Da una costola di "Grindhouse" il film con protagonista l'eroe messicano "Machete".

 

Dopo una tragica operazione di polizia l'agente federale messicano "Machete" è costretto a riparare in Texas. Machete ora è un immigrato clandestino, senza futuro e pochi amici, viene quindi contattato da un'organizzazione criminale, guidata da un affarista senza scrupoli, per compiere l'omicidio di un pezzo grosso della politica. In realtà l'attentato è una trappola ordita per aumentare la pressione sui poveri messicani, desiderosi di varcare il confine verso una terra promessa. Gli yankee però non sanno che hanno scelto il messicano sbagliato, Machete è pronto a tutto pur di ritrovare chi lo ha incastrato.

E' trascorso quasi un lustro da "Grindhouse" (2007), nel frattempo Robert Rodriguez non sembra avere dedicato molto tempo alla stesura di "Machete", il film invocato a furor di popolo ispirato al fake-trailer posto all'inizio di "Planet Terror" (il primo capitolo del film girato insieme a Tarantino), la storia non lascia intravedere niente di originale, e forse era nelle intenzioni, ma è il risultato a lasciare perplessi. Eppure le premesse per qualcosa di buono ed esplosivo c'erano tutte, invece il meglio era già tutto racchiuso in quella manciata di secondi nel finto trailer, con protagonista un fantomatico eroe messicano con istinti da killer, sequenze furibonde che brillavano di fiammeggiante ironia, le stesse sono riproposte nel film in questione ma si perdono in un calderone-minestrone allungato che non aggiunge niente e, anzi, fanno sorgere qualche spontaneo dubbio sulla filmografia del regista, quasi ventennale, dove le migliori opere sono firmate con la collaborazione (leggasi "farina di altro sacco") di Tarantino, il bellissimo "Dal Tramonto all'Alba", e Frank Miller, il superlativo "Sin City".

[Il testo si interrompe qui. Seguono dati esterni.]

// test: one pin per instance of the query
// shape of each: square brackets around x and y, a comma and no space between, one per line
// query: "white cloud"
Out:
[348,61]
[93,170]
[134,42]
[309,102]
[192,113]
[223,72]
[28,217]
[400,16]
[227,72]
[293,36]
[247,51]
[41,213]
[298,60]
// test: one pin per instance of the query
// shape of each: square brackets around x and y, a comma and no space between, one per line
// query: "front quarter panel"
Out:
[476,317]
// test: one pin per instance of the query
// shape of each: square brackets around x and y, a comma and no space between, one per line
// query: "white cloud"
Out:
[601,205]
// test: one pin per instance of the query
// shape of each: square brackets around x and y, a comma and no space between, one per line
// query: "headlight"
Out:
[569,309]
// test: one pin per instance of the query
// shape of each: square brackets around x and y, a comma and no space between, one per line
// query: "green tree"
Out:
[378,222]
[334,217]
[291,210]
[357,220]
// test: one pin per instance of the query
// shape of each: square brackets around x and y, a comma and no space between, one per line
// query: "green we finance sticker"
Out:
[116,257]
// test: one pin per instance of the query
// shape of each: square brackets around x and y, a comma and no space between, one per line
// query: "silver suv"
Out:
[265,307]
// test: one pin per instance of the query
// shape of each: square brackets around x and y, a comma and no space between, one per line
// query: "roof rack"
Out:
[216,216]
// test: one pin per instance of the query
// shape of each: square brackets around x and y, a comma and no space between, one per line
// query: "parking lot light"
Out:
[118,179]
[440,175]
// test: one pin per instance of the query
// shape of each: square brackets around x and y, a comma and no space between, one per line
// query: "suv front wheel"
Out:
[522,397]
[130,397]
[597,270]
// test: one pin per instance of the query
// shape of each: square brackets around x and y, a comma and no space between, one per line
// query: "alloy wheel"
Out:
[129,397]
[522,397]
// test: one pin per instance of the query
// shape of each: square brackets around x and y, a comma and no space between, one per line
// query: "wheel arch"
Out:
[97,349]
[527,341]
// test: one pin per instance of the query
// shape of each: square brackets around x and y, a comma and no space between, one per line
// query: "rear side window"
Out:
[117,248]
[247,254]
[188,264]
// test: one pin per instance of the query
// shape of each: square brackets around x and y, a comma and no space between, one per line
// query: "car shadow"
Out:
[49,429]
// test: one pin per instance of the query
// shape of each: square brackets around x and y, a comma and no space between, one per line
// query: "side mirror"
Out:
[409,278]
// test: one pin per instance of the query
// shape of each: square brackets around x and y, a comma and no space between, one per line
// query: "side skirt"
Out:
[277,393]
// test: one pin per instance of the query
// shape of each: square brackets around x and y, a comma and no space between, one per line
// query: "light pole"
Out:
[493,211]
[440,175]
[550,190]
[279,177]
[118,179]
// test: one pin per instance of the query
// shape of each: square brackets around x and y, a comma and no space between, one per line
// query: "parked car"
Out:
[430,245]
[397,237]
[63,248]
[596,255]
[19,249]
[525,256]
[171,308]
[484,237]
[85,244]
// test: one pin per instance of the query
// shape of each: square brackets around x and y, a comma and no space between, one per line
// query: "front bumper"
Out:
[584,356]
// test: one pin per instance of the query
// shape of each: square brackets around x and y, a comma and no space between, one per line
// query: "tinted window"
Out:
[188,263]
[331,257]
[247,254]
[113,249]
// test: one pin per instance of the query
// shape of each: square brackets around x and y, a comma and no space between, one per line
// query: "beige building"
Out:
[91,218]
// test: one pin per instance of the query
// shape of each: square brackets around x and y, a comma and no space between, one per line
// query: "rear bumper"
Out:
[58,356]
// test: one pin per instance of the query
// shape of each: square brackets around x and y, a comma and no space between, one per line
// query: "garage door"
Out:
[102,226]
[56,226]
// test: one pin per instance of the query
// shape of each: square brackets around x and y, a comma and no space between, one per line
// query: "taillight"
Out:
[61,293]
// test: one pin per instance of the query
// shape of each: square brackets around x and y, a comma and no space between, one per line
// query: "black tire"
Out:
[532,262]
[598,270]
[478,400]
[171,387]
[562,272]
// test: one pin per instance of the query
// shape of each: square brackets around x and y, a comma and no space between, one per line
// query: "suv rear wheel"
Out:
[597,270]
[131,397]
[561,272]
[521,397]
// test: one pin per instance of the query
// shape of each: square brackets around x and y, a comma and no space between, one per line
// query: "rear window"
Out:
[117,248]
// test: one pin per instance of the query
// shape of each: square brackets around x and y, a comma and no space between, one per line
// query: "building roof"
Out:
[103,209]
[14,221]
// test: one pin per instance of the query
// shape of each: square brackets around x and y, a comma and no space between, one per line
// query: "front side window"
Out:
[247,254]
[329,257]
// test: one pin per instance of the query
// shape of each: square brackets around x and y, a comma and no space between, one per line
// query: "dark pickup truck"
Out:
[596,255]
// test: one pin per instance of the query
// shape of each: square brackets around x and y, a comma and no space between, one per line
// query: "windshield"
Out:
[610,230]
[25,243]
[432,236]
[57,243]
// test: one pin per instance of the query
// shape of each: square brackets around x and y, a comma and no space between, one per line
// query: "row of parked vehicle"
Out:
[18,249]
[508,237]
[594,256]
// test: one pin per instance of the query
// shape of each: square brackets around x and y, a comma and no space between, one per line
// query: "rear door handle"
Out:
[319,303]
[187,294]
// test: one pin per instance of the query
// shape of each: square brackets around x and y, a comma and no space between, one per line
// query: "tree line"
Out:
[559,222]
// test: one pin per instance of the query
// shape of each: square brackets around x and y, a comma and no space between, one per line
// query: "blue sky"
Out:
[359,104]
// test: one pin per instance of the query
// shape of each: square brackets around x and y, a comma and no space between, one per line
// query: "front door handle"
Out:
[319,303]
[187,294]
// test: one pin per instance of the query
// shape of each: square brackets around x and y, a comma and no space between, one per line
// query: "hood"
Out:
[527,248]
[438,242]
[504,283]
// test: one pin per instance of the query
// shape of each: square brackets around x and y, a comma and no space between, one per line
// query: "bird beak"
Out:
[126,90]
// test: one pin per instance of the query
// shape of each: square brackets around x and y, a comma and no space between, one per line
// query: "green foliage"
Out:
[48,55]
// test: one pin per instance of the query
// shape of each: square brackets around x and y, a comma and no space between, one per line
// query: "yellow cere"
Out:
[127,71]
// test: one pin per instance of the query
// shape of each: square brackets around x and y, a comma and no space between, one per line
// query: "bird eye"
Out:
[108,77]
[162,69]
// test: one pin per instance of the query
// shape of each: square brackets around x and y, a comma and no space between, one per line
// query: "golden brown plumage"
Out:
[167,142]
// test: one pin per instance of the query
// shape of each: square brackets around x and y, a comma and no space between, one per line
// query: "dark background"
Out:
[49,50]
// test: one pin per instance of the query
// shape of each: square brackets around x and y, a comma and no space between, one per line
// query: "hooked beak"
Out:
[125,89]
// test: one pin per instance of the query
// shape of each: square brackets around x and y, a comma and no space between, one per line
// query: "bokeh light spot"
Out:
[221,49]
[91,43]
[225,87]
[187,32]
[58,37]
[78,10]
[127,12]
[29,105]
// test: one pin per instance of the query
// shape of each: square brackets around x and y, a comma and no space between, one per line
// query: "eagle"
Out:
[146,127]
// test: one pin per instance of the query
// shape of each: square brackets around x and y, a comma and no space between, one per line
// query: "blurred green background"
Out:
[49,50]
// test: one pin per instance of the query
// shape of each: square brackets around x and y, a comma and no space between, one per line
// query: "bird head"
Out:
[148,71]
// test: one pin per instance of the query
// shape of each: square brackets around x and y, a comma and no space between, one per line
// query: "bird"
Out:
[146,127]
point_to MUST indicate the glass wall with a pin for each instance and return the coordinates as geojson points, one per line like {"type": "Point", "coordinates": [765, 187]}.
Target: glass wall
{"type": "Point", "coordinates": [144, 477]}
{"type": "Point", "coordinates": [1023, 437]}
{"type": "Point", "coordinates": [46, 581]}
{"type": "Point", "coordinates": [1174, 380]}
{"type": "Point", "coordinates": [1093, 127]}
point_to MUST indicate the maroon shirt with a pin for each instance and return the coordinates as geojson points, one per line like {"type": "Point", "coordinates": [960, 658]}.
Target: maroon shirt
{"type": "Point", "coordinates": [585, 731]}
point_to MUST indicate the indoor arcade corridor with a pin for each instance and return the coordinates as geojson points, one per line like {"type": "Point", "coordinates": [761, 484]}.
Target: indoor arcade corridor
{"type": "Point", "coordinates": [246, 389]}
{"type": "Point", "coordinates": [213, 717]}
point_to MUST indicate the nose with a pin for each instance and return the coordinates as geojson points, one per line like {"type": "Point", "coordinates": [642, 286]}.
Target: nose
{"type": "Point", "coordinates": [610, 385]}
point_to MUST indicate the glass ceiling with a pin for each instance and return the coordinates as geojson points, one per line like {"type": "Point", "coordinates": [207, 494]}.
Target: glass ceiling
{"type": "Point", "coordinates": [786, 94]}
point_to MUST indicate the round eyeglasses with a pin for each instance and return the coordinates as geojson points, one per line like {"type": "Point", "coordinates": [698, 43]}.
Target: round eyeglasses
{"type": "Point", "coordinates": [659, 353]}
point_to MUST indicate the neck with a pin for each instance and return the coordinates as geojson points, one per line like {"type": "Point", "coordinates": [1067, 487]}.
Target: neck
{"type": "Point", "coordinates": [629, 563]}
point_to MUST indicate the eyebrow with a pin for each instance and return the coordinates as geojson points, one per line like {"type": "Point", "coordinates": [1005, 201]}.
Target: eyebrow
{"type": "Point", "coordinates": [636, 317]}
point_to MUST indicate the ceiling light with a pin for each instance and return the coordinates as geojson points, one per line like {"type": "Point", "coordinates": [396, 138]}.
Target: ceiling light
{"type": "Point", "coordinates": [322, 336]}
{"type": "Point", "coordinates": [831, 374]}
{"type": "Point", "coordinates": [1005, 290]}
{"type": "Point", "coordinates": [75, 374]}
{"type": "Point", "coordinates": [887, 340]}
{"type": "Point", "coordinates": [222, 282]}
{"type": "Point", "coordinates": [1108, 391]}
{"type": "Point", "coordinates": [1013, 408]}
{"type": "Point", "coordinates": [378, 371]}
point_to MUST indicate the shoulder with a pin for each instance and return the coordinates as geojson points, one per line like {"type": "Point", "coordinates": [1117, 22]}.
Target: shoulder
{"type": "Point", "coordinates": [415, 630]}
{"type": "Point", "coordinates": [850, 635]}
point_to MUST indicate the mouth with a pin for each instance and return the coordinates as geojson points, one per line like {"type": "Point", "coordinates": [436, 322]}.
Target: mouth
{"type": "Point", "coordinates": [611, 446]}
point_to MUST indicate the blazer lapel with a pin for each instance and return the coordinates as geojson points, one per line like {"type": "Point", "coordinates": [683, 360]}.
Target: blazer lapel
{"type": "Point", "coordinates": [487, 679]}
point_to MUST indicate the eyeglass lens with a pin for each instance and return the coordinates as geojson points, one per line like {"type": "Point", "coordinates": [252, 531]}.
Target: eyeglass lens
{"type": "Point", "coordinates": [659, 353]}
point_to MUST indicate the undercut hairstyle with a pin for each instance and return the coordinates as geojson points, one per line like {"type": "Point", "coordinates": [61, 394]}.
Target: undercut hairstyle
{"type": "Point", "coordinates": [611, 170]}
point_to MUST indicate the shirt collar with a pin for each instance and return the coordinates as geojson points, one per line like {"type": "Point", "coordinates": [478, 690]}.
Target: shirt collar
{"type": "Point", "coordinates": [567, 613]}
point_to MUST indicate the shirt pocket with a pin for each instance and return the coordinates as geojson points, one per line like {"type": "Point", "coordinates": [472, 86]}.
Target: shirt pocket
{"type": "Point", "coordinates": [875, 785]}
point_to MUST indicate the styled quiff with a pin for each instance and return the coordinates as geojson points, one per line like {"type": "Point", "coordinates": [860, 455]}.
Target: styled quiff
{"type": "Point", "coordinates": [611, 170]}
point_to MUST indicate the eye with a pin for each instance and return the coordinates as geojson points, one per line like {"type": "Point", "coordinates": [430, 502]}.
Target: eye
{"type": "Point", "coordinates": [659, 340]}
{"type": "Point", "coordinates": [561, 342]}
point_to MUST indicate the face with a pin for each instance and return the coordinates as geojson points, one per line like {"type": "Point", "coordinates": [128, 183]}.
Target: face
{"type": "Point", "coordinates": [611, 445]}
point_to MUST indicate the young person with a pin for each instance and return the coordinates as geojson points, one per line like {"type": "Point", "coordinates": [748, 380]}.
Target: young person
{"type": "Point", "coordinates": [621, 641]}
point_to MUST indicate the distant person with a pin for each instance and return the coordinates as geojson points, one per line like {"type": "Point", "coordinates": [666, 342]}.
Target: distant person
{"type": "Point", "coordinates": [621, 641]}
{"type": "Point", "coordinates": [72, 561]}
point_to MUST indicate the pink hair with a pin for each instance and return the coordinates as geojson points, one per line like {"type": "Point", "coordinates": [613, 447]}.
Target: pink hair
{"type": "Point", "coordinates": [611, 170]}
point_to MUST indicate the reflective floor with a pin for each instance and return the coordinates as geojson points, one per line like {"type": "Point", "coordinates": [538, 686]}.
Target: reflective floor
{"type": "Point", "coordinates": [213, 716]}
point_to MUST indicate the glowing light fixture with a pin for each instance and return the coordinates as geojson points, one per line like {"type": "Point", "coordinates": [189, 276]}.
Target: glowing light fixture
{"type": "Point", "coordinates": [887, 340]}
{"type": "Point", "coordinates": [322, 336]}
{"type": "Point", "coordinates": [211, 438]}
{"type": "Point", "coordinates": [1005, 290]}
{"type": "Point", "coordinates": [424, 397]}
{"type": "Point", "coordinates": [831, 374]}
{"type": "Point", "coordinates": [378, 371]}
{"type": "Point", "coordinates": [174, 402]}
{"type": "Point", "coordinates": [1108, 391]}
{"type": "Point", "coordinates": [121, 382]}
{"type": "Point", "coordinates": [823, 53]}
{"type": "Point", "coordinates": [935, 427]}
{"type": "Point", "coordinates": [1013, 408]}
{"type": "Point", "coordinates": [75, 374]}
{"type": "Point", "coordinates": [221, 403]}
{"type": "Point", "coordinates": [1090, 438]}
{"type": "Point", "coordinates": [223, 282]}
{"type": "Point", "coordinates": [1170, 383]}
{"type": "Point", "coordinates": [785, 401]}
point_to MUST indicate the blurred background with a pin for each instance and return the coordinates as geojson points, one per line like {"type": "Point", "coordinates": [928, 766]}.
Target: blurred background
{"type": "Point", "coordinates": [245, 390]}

Come ai tempi di "El Mariachi" (1992) siamo ancora qui a parlare di orgoglio messicano, Viva Mexico cabrones, di americani gringo cattivi, e di un eroe, ovvio, messicano, che ha il volto consumato di Danny Trejo, l'attore finalmente ha l'onore di essere Machete, il protagonista principale. Machete da solo però non può reggere la scena, troppo introverso e taciturno, il più delle volte è in imbarazzo davanti a ragazzine che appena lo vedono si spogliano, capita tutti i giorni ai 70enni butterati pieni di tatuaggi, salvo poi approfittarne in scenette più o meno divertenti. Per soccorerlo viene quindi organizzata una parata di personaggi, uno più scontato dell'altro, interpretati da grossi nomi, alcuni dei quali sono pronti per "L'isola dei famosi", spiace vedere coinvolto anche Robert De Niro che, tutto contento, interpeta un patetico politico che ama paragonare i messicani agli scarafaggi. Dopo un bel prologo, con un'irruzione sanguinolenta all'interno di una casa, si scorge un'imponente omone con parrucchino e pigiama di fogge orientali, si é lui, é Steven Seagal che non si capisce se deve fare ridere o incutere timore, dovrebbe essere il villan della pellicola, nel corso del film ingaggia anche un duello all'arma bianca con Machete in cui agita un paio di colpi da fermo e poi Rodriguez gli regala un monologo (alla fine uno dei migliori dialoghi del film, tutto dire) da vero samurai.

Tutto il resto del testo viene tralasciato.